It’s about the 10-year-old boys who wear black No. 22 T-shirts to school and to games because it’s cool to be like Caitlin Clark. It’s about the 14-year-old girls in Iowa and the Chicago suburbs and throughout the Midwest who saw an athletic superstar who looked like them up close. It’s about the middle-aged women who own a closet full of player T-shirts to celebrate the next generation of young women. It’s about the elderly women who sit close to the floor at Carver-Hawkeye Arena and played basketball in high school but were born before athletic scholarships were available to them.
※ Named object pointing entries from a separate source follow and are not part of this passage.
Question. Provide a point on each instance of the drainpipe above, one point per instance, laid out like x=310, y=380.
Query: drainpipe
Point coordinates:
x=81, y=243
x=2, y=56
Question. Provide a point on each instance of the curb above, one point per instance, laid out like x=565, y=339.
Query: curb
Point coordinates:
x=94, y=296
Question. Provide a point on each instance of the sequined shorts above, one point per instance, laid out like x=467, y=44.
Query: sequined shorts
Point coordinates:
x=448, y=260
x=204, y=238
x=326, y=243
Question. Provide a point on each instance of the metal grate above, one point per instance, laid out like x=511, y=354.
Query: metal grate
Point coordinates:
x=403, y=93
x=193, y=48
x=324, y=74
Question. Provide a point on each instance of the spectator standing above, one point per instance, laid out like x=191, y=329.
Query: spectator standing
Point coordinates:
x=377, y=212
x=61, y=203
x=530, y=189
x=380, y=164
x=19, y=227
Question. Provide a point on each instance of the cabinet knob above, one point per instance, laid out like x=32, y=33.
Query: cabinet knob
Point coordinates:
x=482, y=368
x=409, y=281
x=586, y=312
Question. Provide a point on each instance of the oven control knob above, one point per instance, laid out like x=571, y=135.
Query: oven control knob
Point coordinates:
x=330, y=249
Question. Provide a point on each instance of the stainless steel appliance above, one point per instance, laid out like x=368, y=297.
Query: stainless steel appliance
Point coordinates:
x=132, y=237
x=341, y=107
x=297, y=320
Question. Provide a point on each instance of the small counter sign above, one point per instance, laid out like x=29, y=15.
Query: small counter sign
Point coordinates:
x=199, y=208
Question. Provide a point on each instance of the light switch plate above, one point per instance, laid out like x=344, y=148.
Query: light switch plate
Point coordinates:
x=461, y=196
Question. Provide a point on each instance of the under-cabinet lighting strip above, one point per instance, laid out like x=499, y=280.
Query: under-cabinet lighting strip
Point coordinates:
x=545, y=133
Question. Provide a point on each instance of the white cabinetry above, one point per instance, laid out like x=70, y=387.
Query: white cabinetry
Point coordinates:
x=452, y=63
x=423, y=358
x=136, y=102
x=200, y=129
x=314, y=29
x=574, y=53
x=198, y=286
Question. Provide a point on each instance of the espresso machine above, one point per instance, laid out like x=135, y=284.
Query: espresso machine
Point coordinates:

And, of course, it’s about Clark, who helped bring sellouts to 37 of Iowa’s 39 games. It’s about Bluder, who began her coaching career at St. Ambrose in Iowa at age 23 in 1984. It’s about Martin, who will flip from pupil to mentor in short order, and everyone she coaches will be better for it. It’s about Gabbie Marshall, who will move to North Carolina after the semester to get her master’s degree in occupational therapy. It’s about Molly Davis, whose sprained knee in the regular-season finale kept her from participating in the Big Ten and NCAA Tournaments until there were only 20 seconds left Sunday.

It’s about everyone who made Iowa women’s basketball appointment viewing, even if they never stepped foot in Carver-Hawkeye Arena. This team made people smile, and there’s no way to affix a price to that.

“I don’t know if you can really describe and put it into words this legacy,” Martin said. “Honestly, I just hope we’ve brought a lot of people joy and we’ve brought a lot of people together.

“I hear all the time about how many friends people have made in the stands just watching our games. We sold out every single home game this year at Carver. And everywhere we go, we have fans lining up wanting Caitlin’s autograph, our autograph. More than anything, our legacy is what we’ve brought to the state of Iowa, I think, and all the joy and the fun.”

With this team came viewership records on seven television networks or streaming platforms. The Hawkeyes became the first women’s basketball team in Big Ten history to sell out their season tickets — which they did in August. They set a women’s basketball attendance record in October when 55,646 people attended an exhibition at Kinnick Stadium.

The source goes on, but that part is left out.